G'day Raphael,
Mark Gallagher wrote:
G'day Raphael,
even though I haven't touched the J-P Muhammad cartoons since my last block one month ago, I have now again been blocked for a week for criticizing administrators, who unjustifiably blocked editors for "Censorship" resp. "removing Muhammad images" and literally called editors vandals, who merely removed an insult on their religious belief.
I am not a Muslim myself, but discrimination bothers me wherever I see it. Therefore I created a page in my userspace, where I documented cases, in which editors apparently only have been blocked, because of the strong "free speech" convictions of some administrators: [[User:Raphael1/Persecution of Muslims]]
You were not being a legitimate critic. You were building a hit list.
I wouldn't call it a hit list. It was more like a list of (virtual) victims of the J-P cartoon controversy article.
It was a list of blocks performed by administrators just doing their jobs. The list included not merely your "victims", but also the names of the administrators who you thought had abused their powers. That is a hit list.
This is inappropriate.
Why?
You honestly do not understand why a hit list is an inappropriate use of your userspace privileges? You do not know why it is frowned upon to maintain a list of users you dislike?
Whew. Well, it's incivil, disruptive, and a series of personal attacks.
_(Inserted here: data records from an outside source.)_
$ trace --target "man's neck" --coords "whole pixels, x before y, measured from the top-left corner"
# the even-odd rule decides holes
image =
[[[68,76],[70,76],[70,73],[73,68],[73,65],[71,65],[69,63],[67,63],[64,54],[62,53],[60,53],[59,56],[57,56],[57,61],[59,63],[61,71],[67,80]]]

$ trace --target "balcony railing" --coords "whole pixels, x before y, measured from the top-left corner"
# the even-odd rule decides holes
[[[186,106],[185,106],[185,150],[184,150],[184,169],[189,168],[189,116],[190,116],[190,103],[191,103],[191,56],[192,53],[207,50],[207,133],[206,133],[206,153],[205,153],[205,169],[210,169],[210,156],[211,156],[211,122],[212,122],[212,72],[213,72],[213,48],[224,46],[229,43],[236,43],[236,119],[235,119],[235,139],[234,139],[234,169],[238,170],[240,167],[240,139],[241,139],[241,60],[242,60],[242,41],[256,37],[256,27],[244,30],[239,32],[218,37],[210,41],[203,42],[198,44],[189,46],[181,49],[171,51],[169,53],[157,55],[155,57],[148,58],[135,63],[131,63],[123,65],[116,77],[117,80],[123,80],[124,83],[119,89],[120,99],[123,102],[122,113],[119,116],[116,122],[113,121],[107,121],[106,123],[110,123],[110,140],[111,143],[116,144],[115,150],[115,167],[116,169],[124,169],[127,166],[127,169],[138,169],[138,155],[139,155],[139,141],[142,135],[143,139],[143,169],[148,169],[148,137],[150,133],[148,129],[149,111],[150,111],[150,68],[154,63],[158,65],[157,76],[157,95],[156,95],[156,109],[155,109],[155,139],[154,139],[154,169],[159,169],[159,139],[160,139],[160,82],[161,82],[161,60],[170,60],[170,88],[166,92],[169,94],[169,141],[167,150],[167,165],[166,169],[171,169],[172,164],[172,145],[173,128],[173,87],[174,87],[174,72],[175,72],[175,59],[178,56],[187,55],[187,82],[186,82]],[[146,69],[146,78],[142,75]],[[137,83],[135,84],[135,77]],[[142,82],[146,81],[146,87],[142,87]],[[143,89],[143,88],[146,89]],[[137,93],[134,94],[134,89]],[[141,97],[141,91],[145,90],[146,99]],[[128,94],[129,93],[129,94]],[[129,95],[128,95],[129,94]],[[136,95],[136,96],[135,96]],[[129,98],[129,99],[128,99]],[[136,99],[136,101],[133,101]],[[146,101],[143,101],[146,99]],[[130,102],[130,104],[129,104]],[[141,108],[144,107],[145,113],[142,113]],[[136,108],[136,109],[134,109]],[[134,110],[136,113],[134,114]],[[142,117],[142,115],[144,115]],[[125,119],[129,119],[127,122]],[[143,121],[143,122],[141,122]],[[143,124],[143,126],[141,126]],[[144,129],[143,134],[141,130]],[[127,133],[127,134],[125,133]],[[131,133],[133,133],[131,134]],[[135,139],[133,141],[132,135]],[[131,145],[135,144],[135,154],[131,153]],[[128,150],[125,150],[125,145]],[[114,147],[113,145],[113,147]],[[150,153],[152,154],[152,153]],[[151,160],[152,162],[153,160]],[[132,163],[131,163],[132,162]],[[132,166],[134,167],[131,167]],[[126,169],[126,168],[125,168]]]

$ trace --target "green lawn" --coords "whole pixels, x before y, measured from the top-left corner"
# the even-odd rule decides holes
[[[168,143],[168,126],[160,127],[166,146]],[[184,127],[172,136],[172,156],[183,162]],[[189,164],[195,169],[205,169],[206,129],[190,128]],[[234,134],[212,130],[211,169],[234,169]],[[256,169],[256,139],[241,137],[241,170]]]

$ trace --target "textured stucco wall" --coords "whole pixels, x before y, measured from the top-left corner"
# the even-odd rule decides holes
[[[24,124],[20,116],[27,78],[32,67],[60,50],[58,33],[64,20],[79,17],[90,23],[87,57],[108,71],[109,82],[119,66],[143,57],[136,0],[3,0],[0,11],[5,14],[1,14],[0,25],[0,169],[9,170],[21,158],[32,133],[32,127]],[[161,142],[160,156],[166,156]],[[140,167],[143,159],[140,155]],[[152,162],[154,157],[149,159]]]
All of these things are considered Bad by the community as a whole, and I'm not at all sure how you managed to miss that fact.
And why isn't it inappropriate for administrators to block editors to "keep Wikipedia from my brand of censorship" (IIRC I haven't removed the cartoons since I created my account, instead I've moved them behind a link) and enforce their brand of censorship instead?
You're implying, it seems, a quotation. Who said they were "keep[ing] Wikipedia from [your] brand of censorship"?
By the way, you might have noticed that many of us, when we snip others' text, include a little note about it, like so: <snip/>. This is so that other readers will know that we aren't replying to the other fellow verbatim, when we aren't.